WASHINGTON (Reuters) - The United States has imposed sanctions on Russian and Chinese companies, including Russian state-owned arms exporter Rosoboronexport, for violating a U.S. law restricting weapons trade with Iran, North Korea and Syria.
The U.S. State Department published a notice of the sanctions in the Federal Register on Wednesday. They were later condemned by the Russian Foreign Ministry.
Moscow will take countermeasures in response to new U.S. sanctions, Interfax reported late on Wednesday, citing a commentary on the Russian Foreign Ministry's website.
The State Department's notice did not specify how each company had run afoul of the United States' Iran, North Korea, and Syria Nonproliferation Act, but the act prohibits the trade with those three countries of goods, services, or technology used to make weapons of mass destruction or cruise or ballistic missiles.
Russia has supported Syrian President Bashar al-Assad in a 4 1/2-year-old civil war that has killed more than 200,000 people and displaced millions, including by supplying him with military gear.
Iran and North Korea are under United Nations arms embargoes.
The sanctions announced on Wednesday prohibit the U.S. government from procuring goods or services from the listed entities, as well as selling them defense-related goods and services.
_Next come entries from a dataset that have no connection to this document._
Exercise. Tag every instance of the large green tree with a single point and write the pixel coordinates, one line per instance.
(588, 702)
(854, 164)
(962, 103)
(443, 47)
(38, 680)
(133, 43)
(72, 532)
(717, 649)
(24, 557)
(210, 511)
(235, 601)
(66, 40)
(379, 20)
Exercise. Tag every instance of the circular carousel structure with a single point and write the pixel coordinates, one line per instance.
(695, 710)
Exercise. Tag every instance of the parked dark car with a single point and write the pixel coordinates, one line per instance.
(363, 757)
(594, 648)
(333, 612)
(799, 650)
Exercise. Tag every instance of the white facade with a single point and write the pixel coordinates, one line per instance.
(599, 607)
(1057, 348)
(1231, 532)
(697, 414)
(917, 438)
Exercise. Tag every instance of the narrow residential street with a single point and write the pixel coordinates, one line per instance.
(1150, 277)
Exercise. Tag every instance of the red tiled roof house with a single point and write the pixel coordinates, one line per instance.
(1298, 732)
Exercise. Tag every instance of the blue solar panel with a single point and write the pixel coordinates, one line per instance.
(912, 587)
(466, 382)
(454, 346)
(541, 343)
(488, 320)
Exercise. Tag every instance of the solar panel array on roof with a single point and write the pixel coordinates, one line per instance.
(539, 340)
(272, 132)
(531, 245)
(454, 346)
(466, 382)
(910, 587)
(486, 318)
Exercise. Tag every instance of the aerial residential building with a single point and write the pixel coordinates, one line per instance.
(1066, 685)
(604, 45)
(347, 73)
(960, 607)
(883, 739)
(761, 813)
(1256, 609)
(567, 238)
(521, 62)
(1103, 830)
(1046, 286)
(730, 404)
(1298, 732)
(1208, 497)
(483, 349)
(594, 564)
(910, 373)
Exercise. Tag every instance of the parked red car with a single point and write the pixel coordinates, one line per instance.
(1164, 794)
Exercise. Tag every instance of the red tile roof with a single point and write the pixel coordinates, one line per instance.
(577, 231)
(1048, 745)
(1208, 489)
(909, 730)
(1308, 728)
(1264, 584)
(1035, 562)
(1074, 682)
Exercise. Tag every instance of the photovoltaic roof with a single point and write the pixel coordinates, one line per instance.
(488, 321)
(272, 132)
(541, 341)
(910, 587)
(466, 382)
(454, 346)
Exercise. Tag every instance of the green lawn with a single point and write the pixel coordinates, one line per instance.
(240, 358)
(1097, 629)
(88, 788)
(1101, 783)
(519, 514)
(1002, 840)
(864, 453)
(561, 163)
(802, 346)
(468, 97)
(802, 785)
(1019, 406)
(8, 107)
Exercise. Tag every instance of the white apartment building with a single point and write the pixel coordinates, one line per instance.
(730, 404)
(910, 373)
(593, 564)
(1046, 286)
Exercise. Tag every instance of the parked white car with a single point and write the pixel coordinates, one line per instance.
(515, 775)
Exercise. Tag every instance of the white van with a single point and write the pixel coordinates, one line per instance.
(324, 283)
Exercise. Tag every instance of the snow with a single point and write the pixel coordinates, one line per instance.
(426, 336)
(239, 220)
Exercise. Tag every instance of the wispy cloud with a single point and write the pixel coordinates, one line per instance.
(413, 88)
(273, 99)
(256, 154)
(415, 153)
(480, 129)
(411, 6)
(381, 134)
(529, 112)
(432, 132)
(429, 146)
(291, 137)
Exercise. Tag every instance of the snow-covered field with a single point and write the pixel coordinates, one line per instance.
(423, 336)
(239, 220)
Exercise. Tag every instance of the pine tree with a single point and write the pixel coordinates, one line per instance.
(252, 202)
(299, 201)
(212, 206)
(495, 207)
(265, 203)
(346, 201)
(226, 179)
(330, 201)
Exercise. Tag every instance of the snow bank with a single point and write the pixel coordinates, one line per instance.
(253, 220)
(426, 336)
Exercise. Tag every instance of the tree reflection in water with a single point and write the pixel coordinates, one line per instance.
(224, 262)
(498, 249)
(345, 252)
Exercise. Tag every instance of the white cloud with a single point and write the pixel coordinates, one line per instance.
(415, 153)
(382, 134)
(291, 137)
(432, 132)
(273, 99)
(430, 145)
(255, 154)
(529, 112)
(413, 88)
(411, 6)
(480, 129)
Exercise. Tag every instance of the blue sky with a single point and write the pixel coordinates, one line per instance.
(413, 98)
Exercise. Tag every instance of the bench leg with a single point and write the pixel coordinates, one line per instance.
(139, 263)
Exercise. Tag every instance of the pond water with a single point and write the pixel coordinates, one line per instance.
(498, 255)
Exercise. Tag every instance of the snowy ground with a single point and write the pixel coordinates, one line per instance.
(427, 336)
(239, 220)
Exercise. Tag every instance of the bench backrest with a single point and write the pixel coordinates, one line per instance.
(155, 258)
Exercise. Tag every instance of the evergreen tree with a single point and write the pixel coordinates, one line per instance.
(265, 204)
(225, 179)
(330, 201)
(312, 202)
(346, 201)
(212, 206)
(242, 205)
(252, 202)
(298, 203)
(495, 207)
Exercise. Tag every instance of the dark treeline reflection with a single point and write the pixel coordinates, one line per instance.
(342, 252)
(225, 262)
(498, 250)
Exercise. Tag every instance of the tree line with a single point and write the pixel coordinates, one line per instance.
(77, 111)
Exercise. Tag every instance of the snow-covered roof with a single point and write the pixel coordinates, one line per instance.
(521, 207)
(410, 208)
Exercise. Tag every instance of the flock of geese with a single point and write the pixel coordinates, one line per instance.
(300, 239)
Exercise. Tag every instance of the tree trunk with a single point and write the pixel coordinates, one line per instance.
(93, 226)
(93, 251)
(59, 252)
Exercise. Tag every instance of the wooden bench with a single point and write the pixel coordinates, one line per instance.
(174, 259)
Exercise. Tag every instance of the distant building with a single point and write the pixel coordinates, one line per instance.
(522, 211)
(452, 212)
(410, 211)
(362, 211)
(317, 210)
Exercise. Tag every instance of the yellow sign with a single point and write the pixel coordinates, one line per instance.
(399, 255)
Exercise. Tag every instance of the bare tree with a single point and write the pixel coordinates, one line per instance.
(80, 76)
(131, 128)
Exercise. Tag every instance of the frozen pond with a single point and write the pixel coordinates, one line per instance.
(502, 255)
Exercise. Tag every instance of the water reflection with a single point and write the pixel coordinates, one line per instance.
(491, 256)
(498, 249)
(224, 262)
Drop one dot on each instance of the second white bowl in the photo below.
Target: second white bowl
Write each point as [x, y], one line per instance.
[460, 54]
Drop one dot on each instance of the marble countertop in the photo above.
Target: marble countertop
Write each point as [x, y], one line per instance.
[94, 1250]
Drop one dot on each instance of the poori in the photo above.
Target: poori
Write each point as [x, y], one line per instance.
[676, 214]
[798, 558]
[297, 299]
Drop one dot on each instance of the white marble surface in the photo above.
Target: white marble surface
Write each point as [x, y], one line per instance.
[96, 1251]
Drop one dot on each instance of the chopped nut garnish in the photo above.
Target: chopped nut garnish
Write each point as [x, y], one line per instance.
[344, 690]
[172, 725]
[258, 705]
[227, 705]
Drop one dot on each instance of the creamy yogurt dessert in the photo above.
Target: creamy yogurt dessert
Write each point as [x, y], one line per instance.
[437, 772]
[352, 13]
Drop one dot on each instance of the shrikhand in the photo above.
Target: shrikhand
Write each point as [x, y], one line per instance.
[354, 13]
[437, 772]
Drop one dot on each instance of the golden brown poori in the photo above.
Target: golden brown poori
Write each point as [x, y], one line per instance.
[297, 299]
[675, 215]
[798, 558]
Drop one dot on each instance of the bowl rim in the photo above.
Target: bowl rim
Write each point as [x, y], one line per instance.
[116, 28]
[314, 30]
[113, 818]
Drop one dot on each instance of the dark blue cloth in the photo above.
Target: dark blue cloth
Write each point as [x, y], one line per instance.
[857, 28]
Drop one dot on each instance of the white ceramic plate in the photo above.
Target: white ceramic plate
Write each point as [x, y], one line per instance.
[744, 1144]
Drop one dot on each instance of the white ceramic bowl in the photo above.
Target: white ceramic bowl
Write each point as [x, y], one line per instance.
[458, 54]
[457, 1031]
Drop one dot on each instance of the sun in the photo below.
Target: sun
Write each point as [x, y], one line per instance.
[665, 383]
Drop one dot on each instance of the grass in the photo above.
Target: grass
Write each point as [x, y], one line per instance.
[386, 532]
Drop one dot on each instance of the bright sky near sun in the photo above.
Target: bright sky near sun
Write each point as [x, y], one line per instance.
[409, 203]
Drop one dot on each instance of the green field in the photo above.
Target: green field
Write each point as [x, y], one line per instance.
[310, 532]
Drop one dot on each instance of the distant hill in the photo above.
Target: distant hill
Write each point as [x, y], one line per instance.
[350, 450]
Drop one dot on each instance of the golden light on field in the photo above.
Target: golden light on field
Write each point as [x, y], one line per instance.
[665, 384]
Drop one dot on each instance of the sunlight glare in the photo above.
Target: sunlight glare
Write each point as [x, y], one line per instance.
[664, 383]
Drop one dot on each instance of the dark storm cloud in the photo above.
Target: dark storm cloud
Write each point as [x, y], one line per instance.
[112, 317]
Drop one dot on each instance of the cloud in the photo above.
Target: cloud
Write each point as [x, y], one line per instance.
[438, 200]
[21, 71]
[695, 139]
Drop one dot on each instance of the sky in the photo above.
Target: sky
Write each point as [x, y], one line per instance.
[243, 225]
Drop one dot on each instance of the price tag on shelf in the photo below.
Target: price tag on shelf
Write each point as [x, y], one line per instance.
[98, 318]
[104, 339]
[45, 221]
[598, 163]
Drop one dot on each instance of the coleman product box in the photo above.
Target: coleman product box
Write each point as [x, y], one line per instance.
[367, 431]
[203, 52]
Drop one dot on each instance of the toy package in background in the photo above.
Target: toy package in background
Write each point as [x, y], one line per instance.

Additionally, no new licenses will be granted to export certain controlled goods to the listed entities, and any existing such licenses will be suspended.
Many of the entities targeted on Wednesday already faced multiple rounds of U.S. sanctions.
One of the individuals listed was Chinese businessman Li Fangwei, also known as Karl Lee. He has already been sanctioned for allegedly supplying Iran's ballistic missile program in violation of an embargo. He denied the allegations in a 2013 interview with Reuters.
The companies sanctioned also included China's BST Technology and Trade Co, which had previously been sanctioned by the United States in 2013, the Russian Aircraft Corp, and two North Korean firms. The Sudanese Armed Forces were also listed in the notice, as well as the overseas arm of Iran's Islamic Revolutionary Guard Corps, called the Qods Force, and its commander, Qassem Soleimani.